“Não era homem, nem mulher, também não era uma drag queen ou um travesti. Então, o que era? Ninguém entendia. Dava um nó na cabeça das pessoas.”
Nega Lu se sobressaía não só pela irreverência e a coragem de se expor num cenário adverso – além do ambiente hostil de uma ditadura militar, vivia numa cidade extremamente conservadora e provinciana, onde qualquer manifestação pública de afeto e sexualidade era vista como tabu. Mas também pelo que havia de absolutamente perturbador em sua presença. Não afeita a submissões de qualquer ordem, inclusive de raça, classe e gênero, sua natureza era um vulcão em permanente erupção, cavando sulcos para abrir novos caminhos numa paisagem gelada e petrificada.
Transformou-se em uma figura popular, a princípio, restrita às fronteiras de um gueto boêmio e cultural, depois expandindo-se cada vez mais para além da redoma da contracultura local.
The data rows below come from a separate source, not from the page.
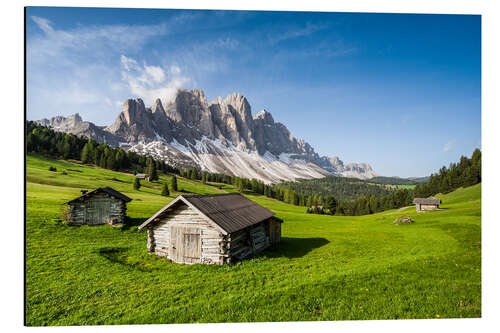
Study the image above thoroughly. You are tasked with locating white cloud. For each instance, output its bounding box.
[144,65,166,83]
[443,141,455,153]
[31,16,54,34]
[268,22,328,45]
[170,65,181,75]
[120,55,190,105]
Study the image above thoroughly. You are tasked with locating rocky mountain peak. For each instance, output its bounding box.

Os relatos acerca de suas peripécias, quase todos convergentes e repetitivos, apontam os traços anticonvencionais de sua personalidade. A bem da verdade, não faltava quem tivesse uma história para contar sobre a Nega Lu. O que mais poderia desejar um biógrafo?
Esta edição que agora chega às mãos dos leitores é especial, pois coincide com os dez anos do lançamento do livro Nega Lu, uma dama de barba mal feita, de Paulo César Teixeira. Marca também os 20 anos da morte da Nega Lu. Além da alteração da capa (com a opção pela foto em cores, e não em preto e branco, como na primeira edição), foram feitas pequenas alterações relativas a termos ou expressões que, uma década atrás, soavam como naturais ou consensuais e, hoje, podem dar brecha a preconceitos. A evolução da linguagem acompanha um mundo em permanente mutação.
O livro ganhou o Prêmio de Livro do Ano – Categoria Não Ficção, da AGES (Associação Gaúcha de Escritores), o que representou um reconhecimento à trajetória de uma figura tão autêntica quanto incômoda, capaz de antecipar conquistas sociais e comportamentais que só viriam a se estabelecer, efetivamente, duas ou três décadas depois.